A new report from the European Parliament’s foreign affairs committee has downplayed any EU commitment to endorse Turkey for EU membership despite President Erdoğan’s agreement, in principle, to greenlight Swedish membership of NATO on the explicit condition that Brussels takes the Turkish application to join the EU more seriously.
MEPs were clear that the EU could not consider moving ahead with the Turkish membership bid until fundamental reforms were made in the rule of law and human rights areas as they overwhelmingly voted 47 votes to zero to endorse the critical report.
Turkey first submitted its application to join the then European Economic Community back in 1987 but has been continuously rebuffed for numerous historical, territorial and political reasons, including its role in the ongoing partition of Cyprus and suppression of political and Kurdish dissidents. Many in the West have noted a slide towards authoritarianism in Turkey during the past decade.
Despite the country being a NATO member and cooperating with the EU to curb the flow of illegal migration, many view Turkey—an 85 million-strong majority Muslim nation—as culturally incompatible with European values and logistically impossible to integrate.
The report suggests an “alternative and realistic framework” instead of Turkish EU membership and implores Ankara to formally ratify Sweden’s NATO membership and do more to prevent sanction busting by Russia.
Turkey’s membership bid has been stalled since 2018. The European Parliament called for it to be suspended entirely in 2019 following worsening human rights abuses. The findings of this week’s report will be voted on at a later date at a plenary session of the European Parliament.
According to insider reports, many MEPs on the committee are annoyed that NATO acted out of line by offering fast-tracked EU membership to Turkey without their permission. To underscore the distinction between the EU and NATO, the committee inserted a new amendment to the report to clarify that the two organisations are unrelated.
Spanish socialist MEP Nacho Sánchez Amor, who sits on the foreign affairs committee, voiced his anger publicly that NATO chief Jens Stoltenberg acted outside his brief by seemingly making deals on the EU’s behalf, stating that the EU was independent of NATO.
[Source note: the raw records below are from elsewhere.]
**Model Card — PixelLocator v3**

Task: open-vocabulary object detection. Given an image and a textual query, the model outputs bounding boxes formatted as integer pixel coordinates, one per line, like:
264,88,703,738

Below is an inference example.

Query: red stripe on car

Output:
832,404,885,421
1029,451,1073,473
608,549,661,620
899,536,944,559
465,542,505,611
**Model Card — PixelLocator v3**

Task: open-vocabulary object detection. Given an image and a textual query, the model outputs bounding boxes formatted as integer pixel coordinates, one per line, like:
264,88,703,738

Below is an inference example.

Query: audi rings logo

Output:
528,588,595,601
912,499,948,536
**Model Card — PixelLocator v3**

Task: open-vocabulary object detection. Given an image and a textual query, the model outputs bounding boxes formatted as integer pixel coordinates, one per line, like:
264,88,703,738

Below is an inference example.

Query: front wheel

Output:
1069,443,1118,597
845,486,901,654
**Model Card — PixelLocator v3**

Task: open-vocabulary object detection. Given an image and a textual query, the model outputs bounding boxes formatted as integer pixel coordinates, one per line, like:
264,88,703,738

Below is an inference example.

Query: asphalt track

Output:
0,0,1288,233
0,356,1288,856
Since the invasion of Ukraine, many in EU policy making circles feel that the bloc has been sidestepped by NATO with many disparaging Commission President Ursula von der Leyen and her supposed willingness to concede to Washington’s demands on the war.
Until this month’s NATO meeting, Turkey had frustrated the Swedish NATO membership bid, claiming as its reasons that Stockholm harbours Kurdish separatists and allows Quran burnings that have sparked outrage in the Islamic world.
Despite the improbability of an EU membership actually occurring, Cypriot officials this week signalled that they could potentially back a Turkish membership on the strict condition that they get concessions on the Turkish-occupied northern half of the island.
Immediately after the NATO deal over Sweden, EU Commission officials spoke candidly off the record saying that EU membership was next to impossible for Turkey and that it merely served as a rhetorical device to advance Turkish foreign policy.